Estes quinze dias sem os seus filhos custam muito a Paula a passar. Todos os dias o João liga à mãe a fazer queixa dos outros dois rapazes, filhos da namorada do pai, que têm dez e treze anos. A Maria pouco fala, segundo o irmão passa o tempo todo agarrada a um livro estendida ao sol.
Paula sabe que os filhos estão em desequilíbrio total, tanto um como o outro. Desespera por nada poder fazer, afinal o pai tem todo o direito a estar com as crianças, mesmo que de forma não pensada e egoísta. Esse é o seu maior defeito: o seu eterno egocentrismo. Nunca na vida Paula apresentaria um novo namorado aos filhos ao fim de três meses de separação. Dará pelo menos um ano de intervalo para assumir perante os seus rebentos que está a reconstruir a sua vida sentimental. Na sua opinião é uma questão de respeito para com as crianças, de saber cuidar, de saber estar, é um dever que como mãe tem para com elas.
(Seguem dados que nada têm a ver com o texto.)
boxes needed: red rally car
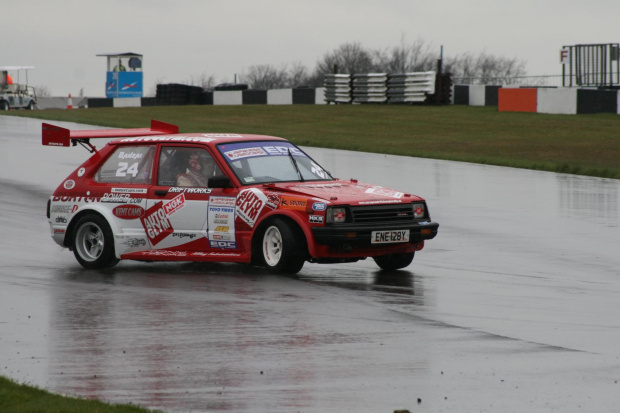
[42,121,439,273]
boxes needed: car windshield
[218,141,333,185]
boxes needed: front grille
[351,204,415,224]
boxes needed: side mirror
[208,176,232,188]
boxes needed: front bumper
[312,221,439,249]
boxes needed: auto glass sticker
[207,196,237,248]
[235,188,267,227]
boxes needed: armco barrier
[85,85,327,109]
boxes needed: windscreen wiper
[288,148,304,182]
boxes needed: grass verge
[5,105,620,178]
[0,377,160,413]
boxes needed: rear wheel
[373,252,415,271]
[73,214,119,269]
[261,218,307,274]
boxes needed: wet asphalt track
[0,116,620,412]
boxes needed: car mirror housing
[208,176,232,188]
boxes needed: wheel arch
[63,206,119,251]
[251,210,314,261]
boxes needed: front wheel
[373,252,415,271]
[73,214,119,269]
[261,218,306,274]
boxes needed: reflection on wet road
[0,116,620,412]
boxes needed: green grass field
[4,105,620,179]
[0,105,620,413]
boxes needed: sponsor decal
[295,184,349,189]
[224,147,267,161]
[312,202,327,211]
[52,192,144,204]
[267,194,280,209]
[202,133,243,140]
[308,215,324,224]
[209,196,235,208]
[112,205,144,219]
[359,199,403,205]
[121,135,213,143]
[280,196,307,211]
[263,146,305,156]
[168,186,213,194]
[220,142,307,162]
[164,194,185,216]
[235,188,267,227]
[207,196,237,248]
[122,238,146,248]
[140,201,174,245]
[118,151,142,159]
[111,188,147,194]
[209,240,237,249]
[364,186,405,198]
[50,205,78,214]
[172,232,197,239]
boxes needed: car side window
[157,146,223,187]
[95,146,155,184]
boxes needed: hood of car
[265,180,422,205]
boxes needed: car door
[142,145,237,251]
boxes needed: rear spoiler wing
[42,119,179,152]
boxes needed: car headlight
[411,202,426,218]
[325,207,347,224]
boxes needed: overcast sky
[0,0,620,97]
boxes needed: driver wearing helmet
[177,151,221,187]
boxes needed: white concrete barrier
[213,90,243,105]
[267,89,293,105]
[469,85,486,106]
[537,88,577,115]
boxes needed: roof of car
[110,133,287,145]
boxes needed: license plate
[370,229,409,244]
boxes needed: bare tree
[444,52,526,84]
[242,65,288,89]
[373,38,438,73]
[34,85,52,98]
[188,72,216,89]
[287,62,310,87]
[317,43,375,74]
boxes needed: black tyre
[373,252,415,271]
[73,214,119,269]
[261,218,307,274]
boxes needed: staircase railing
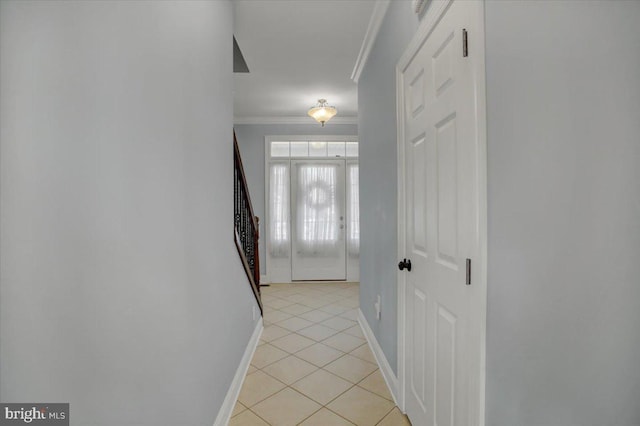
[233,133,262,312]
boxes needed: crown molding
[233,116,358,126]
[351,0,391,83]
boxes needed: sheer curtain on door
[269,162,291,258]
[295,164,340,255]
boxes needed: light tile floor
[229,282,411,426]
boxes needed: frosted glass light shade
[308,99,338,127]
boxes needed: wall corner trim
[213,317,264,426]
[358,309,400,407]
[351,0,391,83]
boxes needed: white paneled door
[398,1,485,426]
[291,160,347,281]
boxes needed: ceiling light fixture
[307,99,338,127]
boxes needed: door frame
[396,0,487,426]
[260,134,360,283]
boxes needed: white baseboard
[358,309,400,405]
[213,317,264,426]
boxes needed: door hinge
[467,259,471,285]
[462,28,469,58]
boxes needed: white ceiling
[234,0,375,122]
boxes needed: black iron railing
[233,133,262,311]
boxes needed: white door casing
[397,0,486,426]
[291,160,347,281]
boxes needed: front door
[399,1,484,426]
[291,160,347,281]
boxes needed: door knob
[398,259,411,271]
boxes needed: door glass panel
[297,165,339,254]
[291,160,346,280]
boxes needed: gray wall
[0,1,254,426]
[486,1,640,426]
[234,124,358,275]
[358,1,418,371]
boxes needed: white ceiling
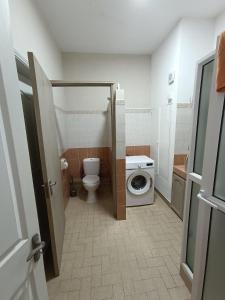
[35,0,225,54]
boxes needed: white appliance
[126,155,154,206]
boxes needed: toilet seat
[82,175,100,185]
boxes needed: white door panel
[0,0,48,300]
[28,52,65,275]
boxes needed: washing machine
[126,155,154,206]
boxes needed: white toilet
[82,158,100,203]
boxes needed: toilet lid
[83,175,99,184]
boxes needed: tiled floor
[48,191,190,300]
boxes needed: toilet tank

O seu ex não pensou assim. Aliás, ela cada vez mais acredita que o seu ex não pensa.
Três anos de namoro e mais treze anos de casamento terminados. Por uma paixão "adolescente". Por um impulso. Ela não o prendeu... deixou-o voar.
Neste momento concentra-se nos seus filhos, em minimizar as consequências de um ano de caos familiar, e acima de tudo em si mesma. Paula concluiu que tem que continuar a ser a mulher de luta que sempre foi, mas desta vez em todas as áreas da sua vida. Deixar a emoção entrar mas não dominar os seus actos.
Espera que as férias terminem e que Maria e João voltem para os seus braços. Acabou de saber que foi promovida no trabalho e que vai iniciar novas funções na empresa em Setembro. Tem um amigo de longa data que tem sido o seu ombro e o seu amparo... começa a ver esse homem como alguém que poderá ocupar um lugar (ainda) maior no seu coração. Quem sabe... num futuro que um dia irá chegar.
Vai com calma e sem pressa desta vez. Aprender com os erros é uma das suas maiores virtudes.
E mesmo com o coração dorido, avança para a vida com um sorriso.